One of the most painful psychological trauma a relationship can cause is adultery. At this moment, absolutely everything collapses for the injured party: faith in love, hopes, joint plans, peace of mind. But do not forget that it is not easy for the one who cheated. Especially if the betrayal turned out to be a fatal mistake. It is incredibly difficult to regain the old trust, but if you really love the person, you cannot give up.
Instructions
Step 1
If you are going to glue the broken bowl of your relationship together, first answer the simplest question as truthfully as possible: “Do you really want to restore the relationship or are you kidding yourself? For some reason, you still changed? " If your decision is firm, in the first place, when talking with your partner, do not offend him with new lies. Be honest about what happened. Excuses like "was drunk" are demeaning for your other half and inappropriate.
Step 2
Be sure to say that you regret and regret what you did literally from the first minute. Remember sincerity. Most likely, questions from your significant other will follow that will not be entirely pleasant to you, but you must answer them honestly. Otherwise, you risk being caught in a lie again, and your relationship will definitely not get better because of this.
Step 3
The sincerity of your words must be proven by deeds, so immediately break off all relations with the one with whom you committed adultery. No communication, even on the phone and, moreover, no personal meetings.

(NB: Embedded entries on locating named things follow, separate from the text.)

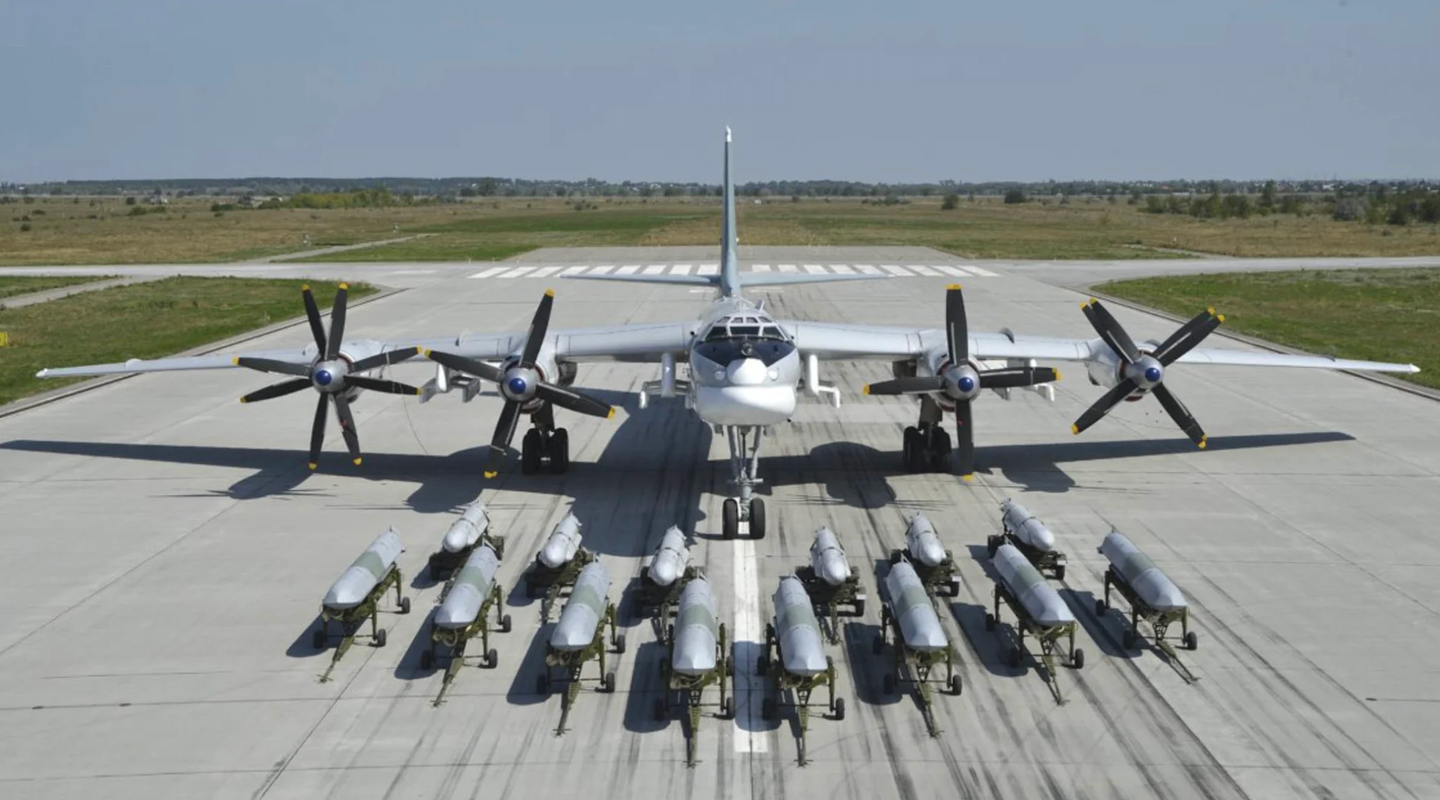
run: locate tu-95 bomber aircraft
[39,128,1418,537]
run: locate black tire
[720,498,740,540]
[546,427,570,475]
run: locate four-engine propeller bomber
[37,129,1418,489]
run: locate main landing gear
[720,424,765,540]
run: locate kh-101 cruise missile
[986,499,1068,580]
[536,560,625,735]
[890,514,960,597]
[795,525,865,643]
[655,576,734,767]
[759,578,845,767]
[1094,531,1200,681]
[635,525,697,626]
[524,511,595,623]
[429,499,505,580]
[420,535,510,705]
[874,560,962,737]
[312,528,410,683]
[985,544,1084,704]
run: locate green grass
[0,278,374,403]
[1096,269,1440,388]
[0,275,105,299]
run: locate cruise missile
[999,499,1056,553]
[772,575,834,678]
[537,511,581,569]
[904,514,945,567]
[886,558,950,653]
[435,543,500,629]
[441,501,490,553]
[1100,531,1187,612]
[324,528,405,610]
[992,544,1076,627]
[546,558,611,652]
[812,527,850,584]
[670,577,720,676]
[648,525,690,586]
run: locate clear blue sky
[0,0,1440,181]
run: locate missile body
[999,499,1056,553]
[324,528,405,610]
[670,578,720,675]
[772,576,828,678]
[817,528,850,584]
[904,514,945,567]
[539,512,582,570]
[550,560,611,652]
[1100,531,1187,612]
[435,544,500,629]
[886,561,949,653]
[647,525,690,586]
[441,501,490,553]
[991,544,1076,627]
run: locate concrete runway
[0,247,1440,800]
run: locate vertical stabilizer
[720,125,740,298]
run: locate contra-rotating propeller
[1070,298,1225,449]
[865,283,1060,481]
[422,289,615,478]
[235,283,420,469]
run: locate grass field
[1096,269,1440,388]
[0,278,374,403]
[0,275,105,301]
[0,197,1440,265]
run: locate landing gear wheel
[520,427,544,475]
[546,427,570,475]
[720,498,740,540]
[750,498,765,540]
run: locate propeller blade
[1155,308,1225,367]
[420,350,505,384]
[955,400,975,482]
[325,283,350,361]
[945,283,971,364]
[331,391,360,466]
[350,347,420,374]
[1070,378,1139,433]
[863,376,945,394]
[520,289,554,367]
[240,378,310,403]
[1086,299,1140,364]
[1151,383,1205,450]
[310,394,330,469]
[346,376,420,394]
[536,383,615,419]
[981,367,1060,388]
[485,400,520,478]
[300,283,325,353]
[235,355,310,378]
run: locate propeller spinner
[235,283,420,469]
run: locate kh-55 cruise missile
[986,499,1068,580]
[1094,531,1200,664]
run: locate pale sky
[0,0,1440,183]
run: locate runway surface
[0,247,1440,800]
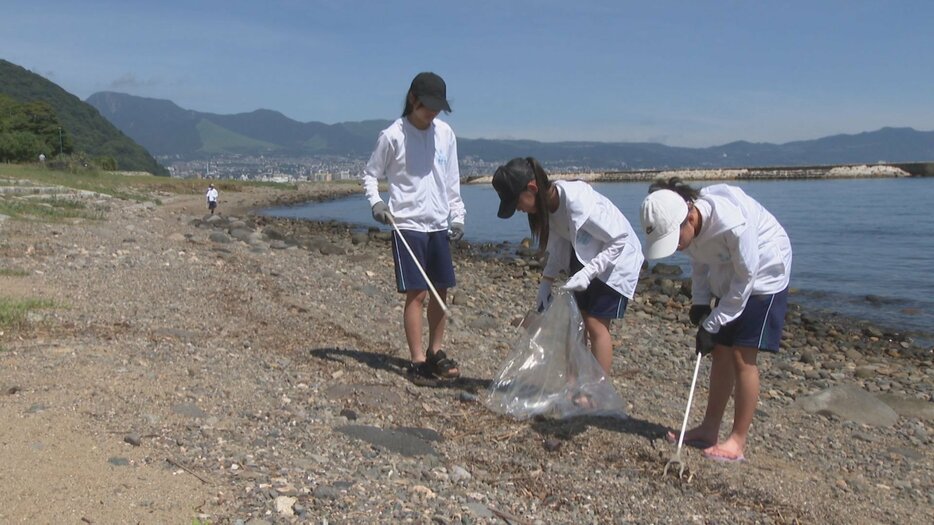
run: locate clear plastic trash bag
[485,290,626,419]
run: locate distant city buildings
[158,154,593,182]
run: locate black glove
[448,222,464,242]
[373,201,395,224]
[694,326,716,355]
[688,304,711,326]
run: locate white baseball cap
[641,190,688,259]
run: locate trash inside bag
[486,290,626,419]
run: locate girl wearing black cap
[493,157,644,376]
[363,72,466,382]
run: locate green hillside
[0,59,168,175]
[196,119,279,153]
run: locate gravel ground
[0,179,934,524]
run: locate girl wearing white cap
[363,72,467,384]
[641,178,791,461]
[493,157,645,377]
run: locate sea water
[263,177,934,340]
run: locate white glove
[535,279,551,313]
[561,270,591,292]
[448,222,464,242]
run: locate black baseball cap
[493,157,535,219]
[409,72,451,113]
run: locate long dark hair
[524,157,551,251]
[402,88,415,117]
[649,177,700,202]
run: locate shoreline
[256,212,934,359]
[466,163,934,184]
[0,178,934,525]
[254,186,934,352]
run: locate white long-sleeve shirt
[362,117,467,232]
[542,181,644,299]
[684,184,791,333]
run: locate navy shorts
[713,288,788,352]
[392,230,457,292]
[570,250,629,319]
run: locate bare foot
[665,427,717,448]
[704,439,746,462]
[571,392,597,410]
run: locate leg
[428,288,448,352]
[581,311,613,378]
[668,345,734,448]
[402,290,428,363]
[706,347,759,459]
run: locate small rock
[457,390,479,403]
[276,496,298,516]
[542,438,561,452]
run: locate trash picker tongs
[662,352,704,478]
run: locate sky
[0,0,934,147]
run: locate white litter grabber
[662,352,704,478]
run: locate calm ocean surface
[264,178,934,340]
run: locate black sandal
[425,350,461,379]
[405,361,437,386]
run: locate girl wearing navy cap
[362,72,467,382]
[493,157,644,377]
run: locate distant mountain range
[87,92,934,170]
[0,59,168,175]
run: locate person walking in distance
[362,72,466,382]
[204,184,217,215]
[641,177,791,461]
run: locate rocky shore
[0,184,934,524]
[469,164,916,184]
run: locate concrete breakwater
[465,162,934,184]
[591,164,912,182]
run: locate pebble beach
[0,183,934,525]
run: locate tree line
[0,95,74,162]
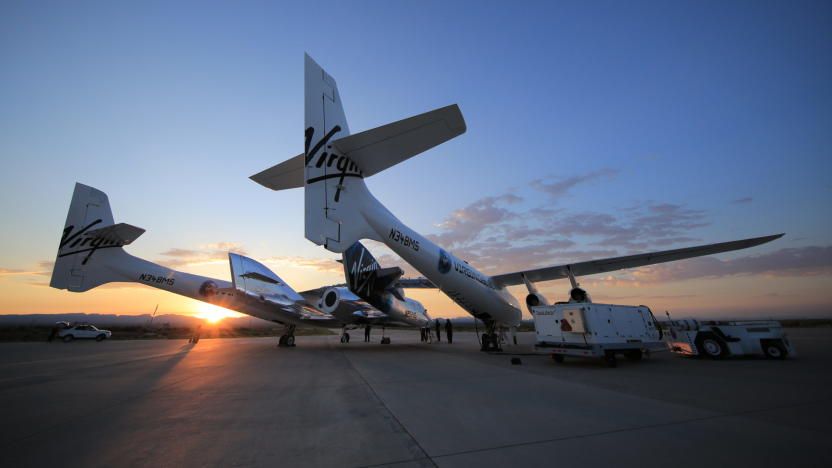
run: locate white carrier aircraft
[251,55,782,350]
[49,184,430,346]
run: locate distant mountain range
[0,314,281,328]
[0,314,512,330]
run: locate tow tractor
[524,269,667,367]
[667,319,795,359]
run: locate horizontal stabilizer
[491,234,783,288]
[86,223,144,245]
[250,153,303,190]
[332,104,466,177]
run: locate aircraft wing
[250,153,304,190]
[491,234,783,288]
[86,223,144,245]
[332,104,466,177]
[396,276,436,289]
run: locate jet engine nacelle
[569,288,592,302]
[526,293,549,308]
[318,287,345,314]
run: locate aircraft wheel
[624,349,641,361]
[763,341,788,359]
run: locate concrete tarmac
[0,329,832,468]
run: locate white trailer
[530,302,666,367]
[667,319,795,359]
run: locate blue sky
[0,1,832,315]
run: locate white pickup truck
[531,302,666,367]
[58,324,113,343]
[667,319,795,359]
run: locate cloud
[432,193,523,248]
[529,169,621,198]
[0,260,55,278]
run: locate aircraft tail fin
[49,183,144,292]
[282,55,465,253]
[341,242,403,300]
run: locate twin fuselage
[350,181,522,327]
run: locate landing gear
[277,325,295,348]
[480,321,503,351]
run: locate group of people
[420,319,454,343]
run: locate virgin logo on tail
[58,219,123,265]
[304,125,364,202]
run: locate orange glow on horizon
[194,302,242,323]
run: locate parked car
[667,319,795,359]
[58,324,113,343]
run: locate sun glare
[194,302,240,323]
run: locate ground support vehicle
[666,319,795,359]
[530,302,666,367]
[56,322,113,342]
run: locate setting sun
[194,302,242,323]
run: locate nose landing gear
[277,325,295,348]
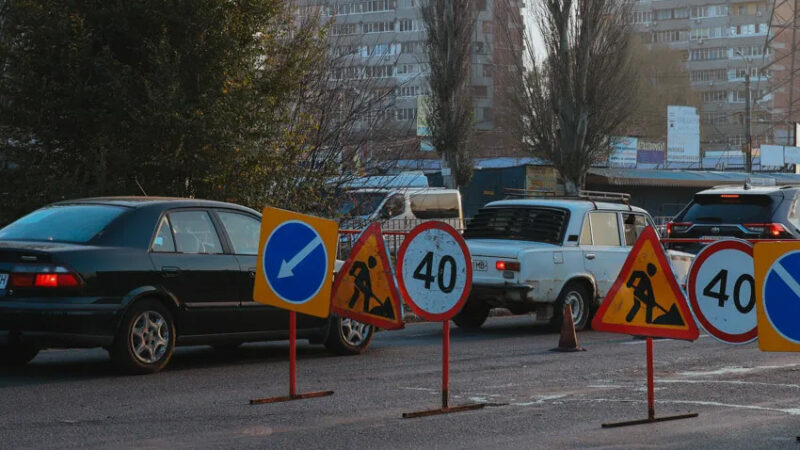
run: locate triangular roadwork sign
[331,223,403,330]
[592,227,699,341]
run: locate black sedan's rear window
[679,194,773,224]
[464,206,569,244]
[0,205,127,243]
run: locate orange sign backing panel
[331,223,403,330]
[592,227,699,341]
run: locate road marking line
[655,379,800,389]
[656,400,800,416]
[576,398,800,416]
[400,386,439,392]
[677,364,800,377]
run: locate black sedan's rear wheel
[325,317,375,355]
[111,299,175,374]
[0,342,39,366]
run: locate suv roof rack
[505,188,631,205]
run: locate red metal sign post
[592,227,699,428]
[250,207,339,405]
[250,311,333,405]
[397,222,486,419]
[603,337,698,428]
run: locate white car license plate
[472,259,489,272]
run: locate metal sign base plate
[403,403,486,419]
[602,413,699,428]
[250,391,333,405]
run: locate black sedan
[0,197,374,373]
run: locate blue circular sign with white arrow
[763,251,800,343]
[263,220,330,304]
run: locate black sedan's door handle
[161,266,181,278]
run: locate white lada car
[460,197,692,330]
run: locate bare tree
[508,0,639,193]
[420,0,477,187]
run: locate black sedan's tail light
[743,223,791,238]
[667,222,692,237]
[8,272,83,289]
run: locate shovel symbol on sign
[625,263,684,326]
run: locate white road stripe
[656,379,800,389]
[576,398,800,416]
[772,263,800,297]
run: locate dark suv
[667,186,800,253]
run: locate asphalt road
[0,317,800,449]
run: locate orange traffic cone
[552,305,586,352]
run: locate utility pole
[744,73,753,173]
[786,0,797,145]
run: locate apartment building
[305,0,522,158]
[633,0,788,151]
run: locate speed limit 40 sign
[397,222,472,322]
[687,239,758,344]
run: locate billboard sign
[761,144,783,167]
[636,139,667,164]
[608,137,638,168]
[667,105,700,163]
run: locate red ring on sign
[686,239,758,344]
[397,221,472,322]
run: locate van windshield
[464,206,569,245]
[337,192,386,217]
[680,194,772,224]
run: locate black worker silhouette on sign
[348,256,394,319]
[625,263,684,326]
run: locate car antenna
[133,177,149,197]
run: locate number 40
[703,269,756,314]
[414,252,456,294]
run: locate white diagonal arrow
[278,236,322,279]
[772,263,800,297]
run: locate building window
[692,5,728,19]
[361,20,394,33]
[689,69,728,82]
[689,47,728,61]
[703,91,728,103]
[395,108,417,122]
[655,8,689,20]
[652,30,688,43]
[331,23,356,36]
[633,11,653,23]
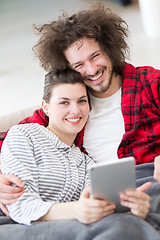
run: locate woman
[1,69,149,225]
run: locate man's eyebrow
[58,97,69,100]
[58,95,87,100]
[71,49,101,67]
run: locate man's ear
[42,100,49,116]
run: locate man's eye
[92,53,99,58]
[74,64,82,69]
[79,99,87,103]
[60,101,68,105]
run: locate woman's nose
[70,103,80,114]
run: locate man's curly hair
[33,4,129,74]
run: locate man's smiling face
[64,38,113,96]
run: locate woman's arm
[0,174,24,216]
[39,187,115,224]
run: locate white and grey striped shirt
[1,123,94,225]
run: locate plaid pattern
[0,64,160,164]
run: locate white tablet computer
[89,157,136,212]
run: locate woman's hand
[0,174,24,215]
[75,187,115,224]
[153,156,160,183]
[120,182,152,219]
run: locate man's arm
[0,108,48,215]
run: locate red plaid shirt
[0,64,160,164]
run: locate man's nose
[85,61,97,76]
[70,103,80,114]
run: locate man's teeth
[67,118,80,122]
[90,72,103,81]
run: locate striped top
[1,123,94,225]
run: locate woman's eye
[60,101,68,105]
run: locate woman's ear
[42,100,49,116]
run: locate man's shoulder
[123,63,160,82]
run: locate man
[0,2,160,216]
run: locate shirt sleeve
[1,126,54,225]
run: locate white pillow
[0,105,41,137]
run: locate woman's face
[42,83,89,136]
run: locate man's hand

By doing this, you can prove to your loved one your serious intention to end such acts once and for all.
Step 4
To prevent such situations from happening again in your life, you need to try to understand the very reason for the betrayal. What problems or omissions triggered you to pay attention to the other person? The right step would be to see a good family counselor. Do not be shy about the help of such a specialist. Some married couples mistakenly consider the very fact of consulting a psychologist as an admission that their marriage did not take place. But for the sake of your love, for the sake of joint happiness with a loved one, you should not renounce this opportunity. A family psychologist is, first of all, a solution to your problem, not a statement of it.
Step 5
It is necessary to go to a specialist together. You both want to save the relationship. Your classes will take place in three stages. First, you will tell each other about what feelings you had to endure after the betrayal. Then find out the reasons that led you to this. And only then will there be a very difficult, painstaking joint work on building long-term and harmonious relationships.
Step 6
In addition, be prepared for the fact that you will have to apologize for treason more than once. Most likely, you will need to prove your love and loyalty to your soulmate for a long time, but the happiness is worth it.